A crucial factor in the early diagnosis and management of schizophrenia is the willingness of family and friends to seek medical help for the individual when behavioral or psychological changes are first noticed.  Of course, since the disease presents in the late teens or early adulthood, subtle signs may be difficult to distinguish from the emotional lability so common in this age group; any evidence of paranoia, hallucinations or delusional thoughts, however, should prompt immediate referral to a mental health professional.  If individuals with schizophrenia are diagnosed at an early stage and receive proper psychiatric treatment, they rarely indulge in violent behavior; unfortunately, for a variety of financial, political and cultural reasons, a significant percentage of patients never receive adequate therapy.

Saturday, November 2, 2013

Fear of the Dark

We humans, children of the Tropics, have an innate revulsion to the waning daylight of autumn, having learned early in our history that the sun is vital to our survival.  In addition, ill equipped to function in the dark, we found ourselves at the mercy of predators which had a distinct advantage during the cover of night.

Though we have since learned to heat and light our shelters, have managed to kill off most of our natural predators and can now refrigerate foods that we import from distant lands, a fear of the dark still resides in our collective human soul.  Of course, the intensity of that fear varies among individuals; like other human fears, our fear of the dark has both a deep-seated genetic basis (common to us all and ingrained to favor survival) and a superficial, conscious component, instilled by those who influenced our thoughts and behavior during childhood.

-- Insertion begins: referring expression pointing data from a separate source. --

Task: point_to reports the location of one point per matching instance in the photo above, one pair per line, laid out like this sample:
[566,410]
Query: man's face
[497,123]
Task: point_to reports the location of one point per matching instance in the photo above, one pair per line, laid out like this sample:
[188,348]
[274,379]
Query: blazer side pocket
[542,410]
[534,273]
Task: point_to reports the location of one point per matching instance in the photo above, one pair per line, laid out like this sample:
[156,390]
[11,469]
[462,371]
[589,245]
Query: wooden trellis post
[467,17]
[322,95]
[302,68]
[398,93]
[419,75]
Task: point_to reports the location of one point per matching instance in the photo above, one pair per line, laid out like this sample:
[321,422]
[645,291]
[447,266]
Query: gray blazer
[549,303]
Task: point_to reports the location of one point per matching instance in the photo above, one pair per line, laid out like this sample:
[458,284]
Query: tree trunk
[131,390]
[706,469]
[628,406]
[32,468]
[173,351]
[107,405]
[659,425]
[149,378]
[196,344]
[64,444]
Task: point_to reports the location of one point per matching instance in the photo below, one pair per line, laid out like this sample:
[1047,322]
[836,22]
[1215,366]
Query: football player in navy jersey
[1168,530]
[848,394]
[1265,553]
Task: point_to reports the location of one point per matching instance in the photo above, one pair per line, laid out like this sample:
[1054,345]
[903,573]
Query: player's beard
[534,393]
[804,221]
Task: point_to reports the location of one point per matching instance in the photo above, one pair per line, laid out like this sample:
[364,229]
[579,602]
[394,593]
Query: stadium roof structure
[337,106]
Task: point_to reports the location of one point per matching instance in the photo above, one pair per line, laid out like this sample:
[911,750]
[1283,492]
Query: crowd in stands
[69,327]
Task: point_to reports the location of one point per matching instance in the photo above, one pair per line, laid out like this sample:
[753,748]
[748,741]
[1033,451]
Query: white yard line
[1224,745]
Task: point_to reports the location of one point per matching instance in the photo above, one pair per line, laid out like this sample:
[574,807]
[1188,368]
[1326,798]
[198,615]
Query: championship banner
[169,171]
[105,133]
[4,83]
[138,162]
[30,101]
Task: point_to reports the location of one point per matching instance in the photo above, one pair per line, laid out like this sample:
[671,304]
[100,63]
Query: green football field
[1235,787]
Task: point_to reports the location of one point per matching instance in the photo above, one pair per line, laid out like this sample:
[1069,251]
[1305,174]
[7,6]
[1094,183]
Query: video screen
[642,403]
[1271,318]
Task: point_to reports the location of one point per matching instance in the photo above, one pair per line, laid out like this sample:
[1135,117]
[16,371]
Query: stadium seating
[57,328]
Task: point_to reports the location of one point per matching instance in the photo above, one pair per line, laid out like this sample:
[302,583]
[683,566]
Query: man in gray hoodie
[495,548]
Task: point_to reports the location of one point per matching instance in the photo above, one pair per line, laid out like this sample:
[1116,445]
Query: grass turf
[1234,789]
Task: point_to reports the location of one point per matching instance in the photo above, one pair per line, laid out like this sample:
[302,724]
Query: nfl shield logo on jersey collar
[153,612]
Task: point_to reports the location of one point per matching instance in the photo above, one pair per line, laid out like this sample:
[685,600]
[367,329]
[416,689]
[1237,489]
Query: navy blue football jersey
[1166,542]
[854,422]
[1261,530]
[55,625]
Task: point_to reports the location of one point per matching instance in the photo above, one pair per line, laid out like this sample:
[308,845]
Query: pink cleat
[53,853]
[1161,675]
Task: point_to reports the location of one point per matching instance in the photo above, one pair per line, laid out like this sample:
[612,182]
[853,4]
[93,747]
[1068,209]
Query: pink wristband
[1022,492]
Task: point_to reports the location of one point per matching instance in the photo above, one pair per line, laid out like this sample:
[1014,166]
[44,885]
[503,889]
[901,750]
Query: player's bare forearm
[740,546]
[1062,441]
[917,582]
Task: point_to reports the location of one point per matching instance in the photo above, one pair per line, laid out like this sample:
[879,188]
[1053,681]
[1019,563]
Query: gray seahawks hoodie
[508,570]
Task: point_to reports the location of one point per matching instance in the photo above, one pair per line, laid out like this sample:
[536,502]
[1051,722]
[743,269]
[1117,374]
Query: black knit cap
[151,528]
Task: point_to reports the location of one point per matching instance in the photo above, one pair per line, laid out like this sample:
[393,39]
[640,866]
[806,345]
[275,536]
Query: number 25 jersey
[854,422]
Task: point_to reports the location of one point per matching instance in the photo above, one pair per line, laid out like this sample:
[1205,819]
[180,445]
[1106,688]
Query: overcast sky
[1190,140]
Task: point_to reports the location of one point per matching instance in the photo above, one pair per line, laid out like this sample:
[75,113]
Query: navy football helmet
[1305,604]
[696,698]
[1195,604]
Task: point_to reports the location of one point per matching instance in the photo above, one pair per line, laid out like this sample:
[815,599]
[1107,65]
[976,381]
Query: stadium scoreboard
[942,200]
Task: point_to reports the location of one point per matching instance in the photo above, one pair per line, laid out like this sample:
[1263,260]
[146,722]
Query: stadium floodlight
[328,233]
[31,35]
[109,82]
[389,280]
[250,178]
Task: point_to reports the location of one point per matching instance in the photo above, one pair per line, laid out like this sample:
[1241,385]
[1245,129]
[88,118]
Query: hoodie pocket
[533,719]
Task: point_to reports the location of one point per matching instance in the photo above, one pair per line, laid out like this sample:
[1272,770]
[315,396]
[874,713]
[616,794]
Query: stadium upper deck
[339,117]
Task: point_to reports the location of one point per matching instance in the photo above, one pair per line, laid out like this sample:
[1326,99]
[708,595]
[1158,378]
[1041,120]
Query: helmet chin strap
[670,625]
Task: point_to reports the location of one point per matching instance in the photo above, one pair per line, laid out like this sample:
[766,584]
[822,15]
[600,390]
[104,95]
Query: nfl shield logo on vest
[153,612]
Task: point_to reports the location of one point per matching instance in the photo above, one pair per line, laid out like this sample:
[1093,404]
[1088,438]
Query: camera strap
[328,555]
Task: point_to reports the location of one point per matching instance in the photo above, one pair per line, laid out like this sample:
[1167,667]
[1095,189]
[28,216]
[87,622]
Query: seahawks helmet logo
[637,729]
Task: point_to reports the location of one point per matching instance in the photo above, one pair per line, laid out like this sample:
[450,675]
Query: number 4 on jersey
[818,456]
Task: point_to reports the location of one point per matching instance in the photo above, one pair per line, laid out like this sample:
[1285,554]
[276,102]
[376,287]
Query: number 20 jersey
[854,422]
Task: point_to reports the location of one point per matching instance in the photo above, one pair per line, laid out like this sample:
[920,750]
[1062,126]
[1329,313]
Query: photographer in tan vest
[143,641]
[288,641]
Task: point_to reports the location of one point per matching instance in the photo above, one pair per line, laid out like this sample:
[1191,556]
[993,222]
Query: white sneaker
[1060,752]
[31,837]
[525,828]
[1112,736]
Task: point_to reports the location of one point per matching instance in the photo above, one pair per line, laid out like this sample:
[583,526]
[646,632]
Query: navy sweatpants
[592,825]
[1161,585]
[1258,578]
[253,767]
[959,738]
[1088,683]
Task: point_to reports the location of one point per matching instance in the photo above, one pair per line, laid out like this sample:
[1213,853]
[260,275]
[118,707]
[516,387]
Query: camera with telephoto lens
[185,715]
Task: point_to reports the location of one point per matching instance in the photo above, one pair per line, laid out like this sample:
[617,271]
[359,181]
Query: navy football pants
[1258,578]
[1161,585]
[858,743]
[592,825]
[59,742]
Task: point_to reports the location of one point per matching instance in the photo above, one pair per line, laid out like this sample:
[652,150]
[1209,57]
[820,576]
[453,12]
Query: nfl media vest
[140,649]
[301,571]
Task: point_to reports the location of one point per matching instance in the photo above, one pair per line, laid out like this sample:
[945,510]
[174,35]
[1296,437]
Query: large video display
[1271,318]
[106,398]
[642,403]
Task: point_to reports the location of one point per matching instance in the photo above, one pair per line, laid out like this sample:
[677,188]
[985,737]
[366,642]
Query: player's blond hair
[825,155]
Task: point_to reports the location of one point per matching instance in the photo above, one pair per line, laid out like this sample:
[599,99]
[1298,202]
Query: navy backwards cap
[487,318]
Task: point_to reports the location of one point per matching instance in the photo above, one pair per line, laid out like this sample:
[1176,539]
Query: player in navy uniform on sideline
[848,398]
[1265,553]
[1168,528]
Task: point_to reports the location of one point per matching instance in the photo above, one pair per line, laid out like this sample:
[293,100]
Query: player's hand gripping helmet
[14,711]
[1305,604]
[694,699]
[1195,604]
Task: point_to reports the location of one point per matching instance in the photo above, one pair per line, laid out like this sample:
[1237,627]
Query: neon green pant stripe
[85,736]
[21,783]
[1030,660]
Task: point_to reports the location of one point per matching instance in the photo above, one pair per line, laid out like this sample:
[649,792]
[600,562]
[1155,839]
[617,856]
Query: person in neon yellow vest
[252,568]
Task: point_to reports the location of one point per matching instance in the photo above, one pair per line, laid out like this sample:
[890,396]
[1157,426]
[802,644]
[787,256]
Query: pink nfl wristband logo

Now, as we head into the shorter and colder days of the year, both our natural and our irrational fear of darkness will have some impact on our mood.  While diminished to some degree by modern technology, we sense the dangers of the season and, though we now understand the science of the solar calendar, we retain a subconscious fear that the retreating sun will not return.

Friday, November 1, 2013

November: Nature's Cinderella

Mention autumn and most Americans think of pleasant September, beautiful October and their ugly sister, November.  After all, November has a reputation for cold weather, gray skies and the first snow of the season.  Yet, in recent years, the fabulous weather of October has extended well into November and, as our climate warms, that trend should continue.

Even more inviting for naturalists and birdwatchers are the natural spectacles that unfold in November.  Huge flocks of migrant waterfowl, followed by bald eagles and peregrine falcons, descend on our lakes and reservoirs.  Accompanied by various loons, grebes, gulls and rare vagrants, these wanderers offer, in my opinion, the most inspiring events of the year.  And, in our fields and woodlands, the crisp, late autumn weather invigorates the native wildlife, now especially conspicuous amidst the barren trees and open landscape; hawks, owls, deer, coyotes, fox and a variety of small mammals are often best observed during this transition from autumn to winter.

Though she arrives in the wake of glorious October, November is more than welcomed by naturalists and hunters alike.  In our minds, this month is not a homely step-sister to be shunned and ridiculed; rather, she is the Cinderella of nature's year.